Of course, Horne is not alone in writing about black resistance to slavery during the Revolutionary era or the violent confrontations between the police and the Watts mansion in 1965. But his work underscores a troubling fact: that by failing to recognize the importance of race and slavery in American cultural, diplomatic, economic, and political history and in the formation of the modern world system, mainstream historians have not only obscured African American agency, black perspectives, and the influence of black culture on all that we think of as American, but also distorted . and damaging public understanding of the country’s fundamental power dynamics.

James M. Banner Jr., who taught at Princeton for many years before founding the National History Center, the History News Service, and the National Humanities Alliance, recently declared that “all history is revisionist history.” . History is certainly an argumentative discipline. Historians not only write conflicting accounts and interpretations of past events and decisions, but vigorously debate the purposes and uses of historical inquiry, the dynamics of social transformation, and the possibility and desirability of historical objectivity.

Just as consensus is the toxic enemy of creativity and innovation, it is also the enemy of knowledge and historical progress.

History, a discipline that for many years defined itself narrowly as the study of politics, statecraft, and war from the perspective of leaders, has certainly expanded its range of topics, methods, and evidence base. But until remarkably recent times, history was an unfortunately exclusionary discipline that drew a sharp divide between those whose accounts mattered and those whose writings did not.
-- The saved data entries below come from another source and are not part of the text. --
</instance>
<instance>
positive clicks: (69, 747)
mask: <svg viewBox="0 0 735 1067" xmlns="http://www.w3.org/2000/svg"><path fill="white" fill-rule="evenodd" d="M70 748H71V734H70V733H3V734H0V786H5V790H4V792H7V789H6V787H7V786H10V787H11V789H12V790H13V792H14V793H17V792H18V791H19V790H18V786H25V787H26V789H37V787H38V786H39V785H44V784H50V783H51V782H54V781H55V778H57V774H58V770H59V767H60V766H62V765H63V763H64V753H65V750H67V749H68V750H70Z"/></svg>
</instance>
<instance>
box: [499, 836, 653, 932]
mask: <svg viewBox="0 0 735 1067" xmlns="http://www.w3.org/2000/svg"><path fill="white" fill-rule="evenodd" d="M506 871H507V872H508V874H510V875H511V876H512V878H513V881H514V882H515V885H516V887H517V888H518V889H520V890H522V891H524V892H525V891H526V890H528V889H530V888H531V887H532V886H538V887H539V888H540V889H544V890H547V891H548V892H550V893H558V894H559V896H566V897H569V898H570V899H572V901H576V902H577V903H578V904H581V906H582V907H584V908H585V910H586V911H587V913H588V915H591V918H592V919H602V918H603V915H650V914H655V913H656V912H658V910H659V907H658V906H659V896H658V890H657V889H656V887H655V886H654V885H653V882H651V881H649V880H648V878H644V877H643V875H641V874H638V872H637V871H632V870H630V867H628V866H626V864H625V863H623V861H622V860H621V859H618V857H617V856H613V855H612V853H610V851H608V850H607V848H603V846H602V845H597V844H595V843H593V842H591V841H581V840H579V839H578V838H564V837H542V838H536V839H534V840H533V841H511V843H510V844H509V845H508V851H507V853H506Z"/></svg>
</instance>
If you want to understand why different perspectives matter, look no further than our standard curriculum. American history looks fundamentally different when we shift our perspective and view the past through the lenses of African American, Asian, Latino, LGBTQ+, and women’s and disability studies.

Or take another example provided by the astute commenter who writes below the name of bushy Unemployed Northeast. Look at the canon of the Great Books between the fall of the Western Roman Empire and the 16th century, between Aurelius and Plutarch and Erasmus, Machiavelli, Montagne, Rabelais. What books are usually assigned? Certainly Dante and Chaucer and perhaps Anselm and Acquinas.

But look at what is left out: “The Golden Age of India, the Golden Age of the Islamic World, the Golden Age of the Maya, the flowering of fiction in China and Japan…. Shahnameh, Romance of the Three Kingdoms, Outlaws of the Swamp, Conference of the Birds, Vis and Ramini (clear inspiration for Tristan and Isolde), Popol Vuh, The Tale of Genji, The Tale of Heike, various retellings of the Ramayana and the Mahabharata- s – these are all monumental contributions to literature made by non-Europeans during the ‘Dark Ages…’.” These were just a few reading suggestions off the top of the Northeastern Unemployed.

It is disconcerting to discover that “there are more things in heaven and earth, Horatio, than are dreamed of in your philosophy.”

Art is long, life is short. Understanding takes time and, alas, life is too short. Acquiring wisdom is a collective task that requires the inclusion of previously ignored perspectives and hitherto unheard voices.

Steven Mintz is a professor of history at the University of Texas at Austin.